Au milieu même du cours d’eau, docile aux vaguelettes qui la poussaient, la barque étroite glissait, portant son fardeau endormi, désormais vulnérable aux premières lueurs de l’aube qui délayaient impitoyablement la sécurisante protection des ombres nocturnes.

La tête posée sur l’épaule, nuque ployée et douloureuse de trop d’inconfort, la jeune femme gisait, jambes repliées sous elle et mains ouvertes autour de la rugosité des rames rustiques.

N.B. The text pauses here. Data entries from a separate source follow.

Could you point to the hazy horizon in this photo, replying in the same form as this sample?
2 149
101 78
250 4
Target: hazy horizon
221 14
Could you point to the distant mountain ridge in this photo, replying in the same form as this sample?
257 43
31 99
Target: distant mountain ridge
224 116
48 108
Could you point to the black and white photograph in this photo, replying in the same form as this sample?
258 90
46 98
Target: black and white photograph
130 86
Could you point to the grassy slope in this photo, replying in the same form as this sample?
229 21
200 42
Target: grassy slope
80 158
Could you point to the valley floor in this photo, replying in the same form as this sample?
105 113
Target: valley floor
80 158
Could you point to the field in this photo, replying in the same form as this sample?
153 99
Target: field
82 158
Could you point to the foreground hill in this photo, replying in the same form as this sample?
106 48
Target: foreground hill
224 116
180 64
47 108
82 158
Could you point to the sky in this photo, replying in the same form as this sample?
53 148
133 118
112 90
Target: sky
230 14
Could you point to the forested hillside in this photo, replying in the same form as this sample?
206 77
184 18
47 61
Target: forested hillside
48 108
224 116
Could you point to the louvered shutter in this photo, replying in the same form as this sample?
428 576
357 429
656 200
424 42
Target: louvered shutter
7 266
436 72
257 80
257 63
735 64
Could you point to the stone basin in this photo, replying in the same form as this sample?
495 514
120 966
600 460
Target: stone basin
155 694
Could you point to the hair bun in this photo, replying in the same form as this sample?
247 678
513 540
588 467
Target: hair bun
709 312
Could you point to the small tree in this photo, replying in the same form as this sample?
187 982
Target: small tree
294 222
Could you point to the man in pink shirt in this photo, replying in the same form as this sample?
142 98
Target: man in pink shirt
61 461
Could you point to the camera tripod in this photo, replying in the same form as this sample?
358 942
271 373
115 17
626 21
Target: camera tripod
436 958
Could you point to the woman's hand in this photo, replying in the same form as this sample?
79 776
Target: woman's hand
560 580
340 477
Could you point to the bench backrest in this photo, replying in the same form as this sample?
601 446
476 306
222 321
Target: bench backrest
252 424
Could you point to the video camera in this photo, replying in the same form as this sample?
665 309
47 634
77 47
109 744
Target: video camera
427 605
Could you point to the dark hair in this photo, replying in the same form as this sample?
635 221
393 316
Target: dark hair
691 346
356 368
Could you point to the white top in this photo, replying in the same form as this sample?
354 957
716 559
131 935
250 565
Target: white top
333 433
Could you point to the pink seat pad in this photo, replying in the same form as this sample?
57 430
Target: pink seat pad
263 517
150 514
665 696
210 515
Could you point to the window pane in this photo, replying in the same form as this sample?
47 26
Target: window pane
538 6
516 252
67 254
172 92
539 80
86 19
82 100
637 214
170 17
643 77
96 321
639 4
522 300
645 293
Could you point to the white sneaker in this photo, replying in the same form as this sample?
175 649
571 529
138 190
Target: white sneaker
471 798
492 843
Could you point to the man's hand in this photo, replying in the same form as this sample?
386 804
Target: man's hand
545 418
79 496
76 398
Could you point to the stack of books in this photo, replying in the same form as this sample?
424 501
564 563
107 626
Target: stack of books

Le capuchon à demi rejeté dévoilait un fragile profil aux traits tirés jusque dans le sommeil, plus pâle encore sous le noir de jais des mèches en bataille échappées des mailles d’une sage résille.

Le col desserré de la cape laissait entrevoir la finesse du cou, la douceur de la gorge que ne pouvait ternir une vilaine meurtrissure d’un bleu violacé.

Mais l’aube s’étalait à son aise, ranimait bêtes et hommes. Les trilles d’un oiseau écorchèrent le silence, un chien aboya, au loin, et des voix humaines glissèrent sur l’onde, amenées par la brise matinale. La vie des heures claires reprenait doucement ses droits.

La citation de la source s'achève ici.